Washington Update

Inside (the Beltway) Scoop

By: Ellen Kuo
Wednesday, August 13, 2025
Senate Pushes Hard to Pass Spending Bills Before Recessing 

The Senate Appropriations committee held a markup of their Labor, Health, Human Services, Education and Related Agencies bill on July 31 and favorably reported by a vote of 26-3 the bill funding the individual institutes and centers of the National Institutes of Health (NIH), rather than consolidating them as the president’s budget had requested. The bill also provided $1.5 billion for ARPA-H available until September 30, 2028. Total funding for NIH is $48.7 billion, which includes the funding for ARPA-H and is a net increase of $400 million over fiscal year 2025. The Ad Hoc Group for Medical Research subtracts out the ARPA-H funding for a base budget of $47.201 billion. See their statement following the markup. Additionally, there is targeted funding for Alzheimer’s, cancer, Lyme disease, ALS, diabetes, and rare disease research. FASEB’s president has also issued a statement concerning this outcome of the markup. 

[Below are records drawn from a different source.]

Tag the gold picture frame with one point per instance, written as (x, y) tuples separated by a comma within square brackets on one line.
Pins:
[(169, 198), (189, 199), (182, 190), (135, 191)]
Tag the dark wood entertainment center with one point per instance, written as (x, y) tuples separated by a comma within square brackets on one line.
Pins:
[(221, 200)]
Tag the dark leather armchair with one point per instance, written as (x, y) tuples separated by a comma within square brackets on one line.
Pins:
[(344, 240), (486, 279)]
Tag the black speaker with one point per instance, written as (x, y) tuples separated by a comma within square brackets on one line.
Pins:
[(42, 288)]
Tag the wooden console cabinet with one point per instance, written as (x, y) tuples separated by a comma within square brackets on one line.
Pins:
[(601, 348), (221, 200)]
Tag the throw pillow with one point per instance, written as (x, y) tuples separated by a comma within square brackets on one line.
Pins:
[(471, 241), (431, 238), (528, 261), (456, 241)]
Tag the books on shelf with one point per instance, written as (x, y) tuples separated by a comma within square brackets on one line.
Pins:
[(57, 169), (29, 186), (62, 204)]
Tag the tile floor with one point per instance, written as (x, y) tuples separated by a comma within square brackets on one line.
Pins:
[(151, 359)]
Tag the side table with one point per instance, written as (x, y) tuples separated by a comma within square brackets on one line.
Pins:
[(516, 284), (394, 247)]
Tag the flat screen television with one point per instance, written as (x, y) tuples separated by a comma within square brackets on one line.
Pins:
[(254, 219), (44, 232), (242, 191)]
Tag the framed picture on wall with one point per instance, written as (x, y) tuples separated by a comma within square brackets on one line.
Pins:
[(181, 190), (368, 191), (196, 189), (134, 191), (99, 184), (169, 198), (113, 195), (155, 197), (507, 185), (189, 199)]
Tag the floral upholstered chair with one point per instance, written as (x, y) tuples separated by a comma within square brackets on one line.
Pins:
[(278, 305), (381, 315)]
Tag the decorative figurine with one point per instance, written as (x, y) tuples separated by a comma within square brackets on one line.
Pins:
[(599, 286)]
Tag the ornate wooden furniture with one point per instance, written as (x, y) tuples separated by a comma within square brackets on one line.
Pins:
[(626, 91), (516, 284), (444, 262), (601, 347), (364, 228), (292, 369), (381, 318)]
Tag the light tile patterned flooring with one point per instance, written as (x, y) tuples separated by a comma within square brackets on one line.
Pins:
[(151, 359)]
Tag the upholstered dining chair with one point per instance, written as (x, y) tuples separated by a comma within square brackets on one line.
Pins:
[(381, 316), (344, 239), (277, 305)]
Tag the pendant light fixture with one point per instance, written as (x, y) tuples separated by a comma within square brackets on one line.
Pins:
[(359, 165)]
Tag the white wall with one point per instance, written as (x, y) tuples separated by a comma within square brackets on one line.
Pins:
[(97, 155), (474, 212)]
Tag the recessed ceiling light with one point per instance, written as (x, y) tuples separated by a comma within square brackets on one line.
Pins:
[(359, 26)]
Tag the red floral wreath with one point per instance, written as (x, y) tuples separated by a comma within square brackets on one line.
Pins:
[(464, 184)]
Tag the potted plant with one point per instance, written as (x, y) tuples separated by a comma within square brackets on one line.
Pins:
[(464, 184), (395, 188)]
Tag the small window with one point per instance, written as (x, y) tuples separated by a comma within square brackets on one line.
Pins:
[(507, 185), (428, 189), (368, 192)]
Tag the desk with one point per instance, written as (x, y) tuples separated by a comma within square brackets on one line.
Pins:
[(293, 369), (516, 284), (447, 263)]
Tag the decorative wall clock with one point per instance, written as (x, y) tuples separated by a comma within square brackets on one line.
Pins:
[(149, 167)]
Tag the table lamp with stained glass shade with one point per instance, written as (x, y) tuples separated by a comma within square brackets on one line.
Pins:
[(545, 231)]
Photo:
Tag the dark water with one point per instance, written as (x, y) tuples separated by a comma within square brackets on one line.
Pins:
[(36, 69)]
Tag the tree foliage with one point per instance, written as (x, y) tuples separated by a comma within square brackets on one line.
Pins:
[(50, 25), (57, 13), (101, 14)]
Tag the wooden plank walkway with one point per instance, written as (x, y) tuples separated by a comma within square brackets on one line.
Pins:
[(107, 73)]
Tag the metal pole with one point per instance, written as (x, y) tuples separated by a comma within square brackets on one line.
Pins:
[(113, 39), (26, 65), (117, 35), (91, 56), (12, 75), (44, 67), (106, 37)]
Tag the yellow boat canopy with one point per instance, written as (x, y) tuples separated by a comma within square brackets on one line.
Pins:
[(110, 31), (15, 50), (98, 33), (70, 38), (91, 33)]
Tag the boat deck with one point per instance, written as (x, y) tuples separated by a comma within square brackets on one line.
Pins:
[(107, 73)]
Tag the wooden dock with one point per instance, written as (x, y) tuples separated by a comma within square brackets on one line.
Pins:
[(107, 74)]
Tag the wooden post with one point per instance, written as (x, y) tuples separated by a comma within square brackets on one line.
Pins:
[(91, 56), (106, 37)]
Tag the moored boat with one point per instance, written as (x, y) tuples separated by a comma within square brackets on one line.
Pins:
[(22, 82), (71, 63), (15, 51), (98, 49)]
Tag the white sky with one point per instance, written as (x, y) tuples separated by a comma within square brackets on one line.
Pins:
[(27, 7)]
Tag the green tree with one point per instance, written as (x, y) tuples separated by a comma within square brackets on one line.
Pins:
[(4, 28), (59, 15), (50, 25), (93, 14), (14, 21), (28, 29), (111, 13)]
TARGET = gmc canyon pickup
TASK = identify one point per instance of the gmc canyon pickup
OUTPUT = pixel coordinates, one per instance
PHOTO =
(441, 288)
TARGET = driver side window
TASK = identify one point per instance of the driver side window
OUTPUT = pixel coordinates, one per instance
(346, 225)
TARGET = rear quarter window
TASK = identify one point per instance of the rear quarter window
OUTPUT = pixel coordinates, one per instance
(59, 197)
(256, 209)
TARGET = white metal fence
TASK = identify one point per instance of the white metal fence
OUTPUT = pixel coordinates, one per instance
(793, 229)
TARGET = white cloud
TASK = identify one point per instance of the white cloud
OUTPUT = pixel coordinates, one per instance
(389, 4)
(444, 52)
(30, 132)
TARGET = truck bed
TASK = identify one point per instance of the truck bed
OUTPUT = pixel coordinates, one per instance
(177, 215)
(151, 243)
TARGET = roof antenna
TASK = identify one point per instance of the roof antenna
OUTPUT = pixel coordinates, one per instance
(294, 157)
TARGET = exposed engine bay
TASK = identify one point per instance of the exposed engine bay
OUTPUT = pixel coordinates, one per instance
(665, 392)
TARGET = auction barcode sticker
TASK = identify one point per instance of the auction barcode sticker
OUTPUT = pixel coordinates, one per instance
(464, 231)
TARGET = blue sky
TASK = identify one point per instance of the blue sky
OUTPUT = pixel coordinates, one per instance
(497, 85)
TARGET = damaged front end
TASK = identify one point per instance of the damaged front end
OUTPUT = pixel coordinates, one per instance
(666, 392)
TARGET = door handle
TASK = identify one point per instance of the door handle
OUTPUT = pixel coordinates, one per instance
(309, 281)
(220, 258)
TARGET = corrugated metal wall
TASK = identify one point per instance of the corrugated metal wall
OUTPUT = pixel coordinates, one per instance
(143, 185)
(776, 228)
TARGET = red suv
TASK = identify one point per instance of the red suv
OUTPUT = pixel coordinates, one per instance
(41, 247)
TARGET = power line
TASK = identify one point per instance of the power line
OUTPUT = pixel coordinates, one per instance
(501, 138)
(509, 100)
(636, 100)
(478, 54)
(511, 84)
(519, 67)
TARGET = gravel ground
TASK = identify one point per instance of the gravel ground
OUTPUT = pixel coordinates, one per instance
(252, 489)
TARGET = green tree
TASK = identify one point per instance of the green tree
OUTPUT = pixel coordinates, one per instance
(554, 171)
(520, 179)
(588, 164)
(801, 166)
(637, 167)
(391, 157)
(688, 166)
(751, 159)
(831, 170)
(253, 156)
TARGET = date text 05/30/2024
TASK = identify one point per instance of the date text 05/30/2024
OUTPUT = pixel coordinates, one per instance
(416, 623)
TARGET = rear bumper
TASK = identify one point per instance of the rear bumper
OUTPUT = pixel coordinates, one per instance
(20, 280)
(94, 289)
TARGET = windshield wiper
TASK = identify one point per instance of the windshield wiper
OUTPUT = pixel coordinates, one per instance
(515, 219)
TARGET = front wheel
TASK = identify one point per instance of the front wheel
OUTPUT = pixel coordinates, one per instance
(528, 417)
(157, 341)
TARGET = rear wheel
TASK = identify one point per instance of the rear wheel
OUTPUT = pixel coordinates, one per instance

“As the chairman of the Labor-HHS Appropriations Subcommittee, I am proud that Ranking Member Baldwin and I were able to once again craft an effective bill that maintains provisions that are critical to the departments our subcommittee oversees. This bill also continues our bipartisan record by including a number of priorities from both sides of the aisle like, investments in America’s biomedical research, child care, education, mental and rural heath, and continued efforts to combat the opioid epidemic. I am pleased that this bill reflects many of the priorities that will help West Virginians from all corners of our state,” said Senator Shelley Moore Capito, Chair of the Labor, Health and Human Services, and Education Appropriations Subcommittee.

During the markup, Senators repeated their concerns about the Office of Management and Budget refusing to allow funding to flow for extramural research grants for the rest of the fiscal year and would only allow funding for NIH salaries and expenses. This action was promptly reversed by senior officials in the Trump administration, but not without causing distress in the research community and statements of condemnation from Senator Patty Murray and Rep. Rosa DeLauro, both top Democratic lawmakers on their respective chamber’s Appropriations committees.

On August 1, Senate Appropriations Chair Susan Collins and her Vice Chair Patty Murray managed to pass three spending bills through the full Senate before the chamber adjourned for its summer break. The package consisted of the Senate’s Military Construction-VA (HR 3944) and Agriculture bill (S 2256), approved by a vote of 87-9, and the Legislative Branch (S 2257) bill, which passed by a vote of 81-15. The Senate considered a total of nine amendments to HR 3944 and S. 2256, adopting two of those amendments by voice vote. Watch Collins’ floor statement on Senate passage of these bills and Murray’s press release.